Actualités

18 mai 2018

Un journaliste accusé de “haute trahison” et incarcéré en Ukraine

Crédit : Genya Savilov / AFP
Reporters sans frontières (RSF) est préoccupée par l’arrestation du journaliste Kyrylo Vychynski en Ukraine. Le directeur de RIA Novosti Oukraïna a été mis en examen pour “haute trahison” et placé en détention provisoire le 17 mai 2018.

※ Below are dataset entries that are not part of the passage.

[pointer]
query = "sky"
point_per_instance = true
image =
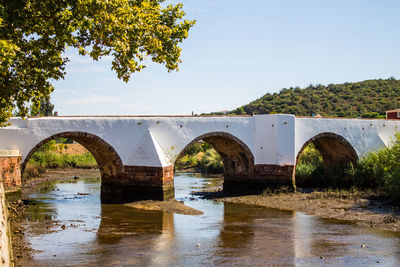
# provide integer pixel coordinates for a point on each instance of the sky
(240, 50)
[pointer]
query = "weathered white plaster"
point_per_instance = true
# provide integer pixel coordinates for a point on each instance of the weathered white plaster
(158, 141)
(148, 153)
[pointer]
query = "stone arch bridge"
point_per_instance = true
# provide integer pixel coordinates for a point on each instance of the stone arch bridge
(136, 155)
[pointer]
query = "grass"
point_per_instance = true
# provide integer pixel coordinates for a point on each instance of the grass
(379, 171)
(51, 156)
(201, 157)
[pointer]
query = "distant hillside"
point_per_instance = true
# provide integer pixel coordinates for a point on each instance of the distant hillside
(367, 99)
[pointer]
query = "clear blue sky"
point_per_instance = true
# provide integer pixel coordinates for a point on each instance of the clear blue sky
(241, 49)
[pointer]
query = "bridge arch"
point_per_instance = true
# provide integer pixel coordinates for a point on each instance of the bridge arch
(237, 158)
(335, 150)
(107, 158)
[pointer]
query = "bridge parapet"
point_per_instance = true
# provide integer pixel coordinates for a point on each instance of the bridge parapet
(136, 155)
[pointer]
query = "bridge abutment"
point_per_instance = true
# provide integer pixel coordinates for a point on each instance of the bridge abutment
(139, 183)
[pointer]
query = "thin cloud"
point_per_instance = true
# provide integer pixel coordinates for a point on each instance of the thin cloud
(95, 99)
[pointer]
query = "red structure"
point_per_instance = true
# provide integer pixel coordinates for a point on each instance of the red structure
(393, 114)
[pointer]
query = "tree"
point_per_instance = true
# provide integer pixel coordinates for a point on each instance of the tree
(46, 109)
(35, 33)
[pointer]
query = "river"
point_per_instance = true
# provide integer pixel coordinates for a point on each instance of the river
(68, 226)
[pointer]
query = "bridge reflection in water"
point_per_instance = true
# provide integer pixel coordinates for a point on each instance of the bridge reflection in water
(225, 234)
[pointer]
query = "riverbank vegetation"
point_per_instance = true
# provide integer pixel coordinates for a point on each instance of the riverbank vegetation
(56, 155)
(379, 170)
(201, 157)
(373, 98)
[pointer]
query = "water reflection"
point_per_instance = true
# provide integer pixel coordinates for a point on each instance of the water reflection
(226, 234)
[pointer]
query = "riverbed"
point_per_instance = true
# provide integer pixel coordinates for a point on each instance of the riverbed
(66, 225)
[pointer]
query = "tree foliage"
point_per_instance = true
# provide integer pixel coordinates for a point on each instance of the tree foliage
(35, 33)
(368, 99)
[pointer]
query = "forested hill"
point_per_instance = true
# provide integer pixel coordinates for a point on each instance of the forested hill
(360, 99)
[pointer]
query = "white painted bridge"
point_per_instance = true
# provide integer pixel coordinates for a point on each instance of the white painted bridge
(136, 154)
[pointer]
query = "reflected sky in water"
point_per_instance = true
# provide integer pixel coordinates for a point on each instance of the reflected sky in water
(225, 234)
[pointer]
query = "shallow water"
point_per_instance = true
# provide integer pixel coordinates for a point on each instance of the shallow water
(226, 234)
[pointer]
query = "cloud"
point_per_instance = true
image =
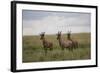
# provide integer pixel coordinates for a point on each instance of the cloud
(51, 24)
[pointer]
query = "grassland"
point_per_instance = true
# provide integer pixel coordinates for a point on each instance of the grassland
(33, 49)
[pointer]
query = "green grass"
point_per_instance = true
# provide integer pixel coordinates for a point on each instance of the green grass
(33, 49)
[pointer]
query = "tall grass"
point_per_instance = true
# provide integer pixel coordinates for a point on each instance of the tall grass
(33, 49)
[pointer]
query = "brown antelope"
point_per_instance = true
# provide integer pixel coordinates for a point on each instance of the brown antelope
(46, 44)
(64, 44)
(74, 42)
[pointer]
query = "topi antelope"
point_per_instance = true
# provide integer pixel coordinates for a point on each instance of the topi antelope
(46, 44)
(64, 44)
(74, 42)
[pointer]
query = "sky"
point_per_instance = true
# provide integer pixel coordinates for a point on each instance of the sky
(50, 22)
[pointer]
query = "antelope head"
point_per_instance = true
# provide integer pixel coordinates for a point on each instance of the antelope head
(42, 35)
(59, 35)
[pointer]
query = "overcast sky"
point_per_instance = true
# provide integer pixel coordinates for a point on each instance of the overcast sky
(35, 22)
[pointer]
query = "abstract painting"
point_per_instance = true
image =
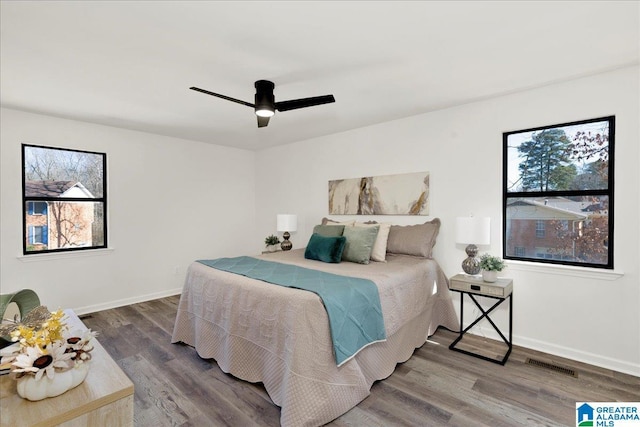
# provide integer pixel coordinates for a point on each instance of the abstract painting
(402, 194)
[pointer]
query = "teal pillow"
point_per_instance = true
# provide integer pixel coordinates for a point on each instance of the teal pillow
(325, 249)
(359, 244)
(329, 230)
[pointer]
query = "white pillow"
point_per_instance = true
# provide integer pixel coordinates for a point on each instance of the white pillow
(379, 252)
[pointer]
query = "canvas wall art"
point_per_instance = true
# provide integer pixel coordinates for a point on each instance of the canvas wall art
(402, 194)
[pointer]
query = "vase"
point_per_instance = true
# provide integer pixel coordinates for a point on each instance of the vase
(489, 275)
(31, 389)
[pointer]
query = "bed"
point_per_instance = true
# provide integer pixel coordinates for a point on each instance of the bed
(261, 332)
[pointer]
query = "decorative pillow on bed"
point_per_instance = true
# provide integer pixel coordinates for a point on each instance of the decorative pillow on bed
(360, 241)
(330, 230)
(379, 252)
(416, 240)
(325, 249)
(327, 221)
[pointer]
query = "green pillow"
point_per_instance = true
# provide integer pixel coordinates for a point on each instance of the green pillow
(329, 230)
(325, 249)
(360, 242)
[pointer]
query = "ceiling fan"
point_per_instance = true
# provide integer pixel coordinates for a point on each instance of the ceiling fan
(265, 105)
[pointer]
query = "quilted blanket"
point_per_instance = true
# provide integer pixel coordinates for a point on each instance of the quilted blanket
(352, 303)
(280, 336)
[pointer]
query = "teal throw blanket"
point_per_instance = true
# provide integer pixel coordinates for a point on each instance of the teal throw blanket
(352, 304)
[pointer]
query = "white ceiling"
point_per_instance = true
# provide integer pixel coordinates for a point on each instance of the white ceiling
(130, 63)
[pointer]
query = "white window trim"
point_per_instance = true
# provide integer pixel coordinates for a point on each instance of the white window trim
(64, 255)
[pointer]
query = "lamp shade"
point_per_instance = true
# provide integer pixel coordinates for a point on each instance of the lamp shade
(472, 230)
(287, 222)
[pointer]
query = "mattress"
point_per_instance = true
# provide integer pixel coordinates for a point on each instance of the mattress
(260, 332)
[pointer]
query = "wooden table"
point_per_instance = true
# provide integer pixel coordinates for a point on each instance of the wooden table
(104, 398)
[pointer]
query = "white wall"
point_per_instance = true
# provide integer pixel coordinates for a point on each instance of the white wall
(170, 202)
(594, 318)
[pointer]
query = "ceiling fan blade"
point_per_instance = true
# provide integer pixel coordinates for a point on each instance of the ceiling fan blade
(228, 98)
(304, 102)
(263, 121)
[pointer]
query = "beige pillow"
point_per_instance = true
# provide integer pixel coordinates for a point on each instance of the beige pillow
(416, 240)
(327, 221)
(379, 252)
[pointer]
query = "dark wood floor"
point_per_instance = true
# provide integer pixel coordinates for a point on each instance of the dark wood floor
(436, 387)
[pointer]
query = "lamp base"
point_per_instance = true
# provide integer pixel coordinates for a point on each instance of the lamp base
(286, 245)
(471, 265)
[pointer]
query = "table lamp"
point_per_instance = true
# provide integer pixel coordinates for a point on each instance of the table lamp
(286, 224)
(472, 231)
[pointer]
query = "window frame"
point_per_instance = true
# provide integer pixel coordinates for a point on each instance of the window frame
(34, 200)
(608, 192)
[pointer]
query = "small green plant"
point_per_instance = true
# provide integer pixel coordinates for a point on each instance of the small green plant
(491, 263)
(271, 240)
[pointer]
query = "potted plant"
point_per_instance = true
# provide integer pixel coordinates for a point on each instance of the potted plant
(490, 266)
(271, 243)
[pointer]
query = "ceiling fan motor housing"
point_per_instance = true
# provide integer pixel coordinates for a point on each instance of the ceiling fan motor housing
(264, 99)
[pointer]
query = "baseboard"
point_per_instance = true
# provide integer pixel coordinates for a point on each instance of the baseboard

Inculpé pour “haute trahison”, Kyrylo Vychynski a été placé en détention provisoire le 17 mai. Directeur de la filiale ukrainienne de l’agence de presse étatique russe RIA Novosti, il avait été arrêté deux jours plus tôt à Kiev. Les services secrets (SBU) ont perquisitionné son bureau et son domicile, puis le journaliste a été transféré à Kherson (Sud-Est), où le parquet de Crimée en exil mène l’enquête. Il est accusé d’avoir pris part à des activités de “subversion par l’information” contre le pays.


“L’accusation de haute trahison et la détention provisoire sont des mesures extrêmement graves, souligne Johann Bihr, responsable du bureau Europe de l’Est et Asie centrale de RSF. Les autorités doivent expliquer précisément comment les faits incriminés constituent un crime de haute trahison, ou relâcher Kyrylo Vychynski sans délai. Si nul n’ignore la portée destructrice de la propagande ces dernières années en Ukraine, elle ne peut être combattue que dans le strict respect du droit ukrainien et international.”


Selon un communiqué du SBU, Kyrylo Vychynski aurait notamment pris part à des “activités de propagande” en soutien à l’annexion de la Crimée en 2014. Les trois captures d’écran fournies correspondent à des billets d’opinion signés par d’autres contributeurs. Les autorités affirment aussi avoir établi que RIA Novosti Oukraïna, enregistrée comme une entité autonome afin de contourner les sanctions ukrainiennes contre les médias publics russes, était en réalité financée par Moscou. D’après des photos diffusées par le SBU, Kyrylo Vychynski aurait en outre reçu deux médailles russes et la nationalité russe.


Si l’Ukraine n’est pas officiellement en guerre avec la Russie, ce pays est décrit comme un “Etat agresseur” par la législation ukrainienne du fait de l’annexion de la Crimée et de soutien de Moscou aux séparatistes de l’Est. Kyrylo Vychynski a été arrêté à quelques heures de l’inauguration en grande pompe d’un pont reliant la Crimée à la Russie.


Le journaliste ukrainien Vassili Mouravitski, en détention provisoire depuis août 2017, est lui aussi accusé de “haute trahison”. Le correspondant de Radio Free Europe / Radio Liberty Stanislav Asseïev est quant à lui emprisonné depuis juin 2017 par les séparatistes de Donetsk, pour “espionnage” au profit de l’Ukraine. Son collègue Roman Souchtchenko est incarcéré en Russie depuis 2016 sous des accusations similaires.


L’Ukraine occupe la 101e place sur 180 au Classement mondial de la liberté de la presse publié par RSF en 2018. La Russie pointe à la 148e place.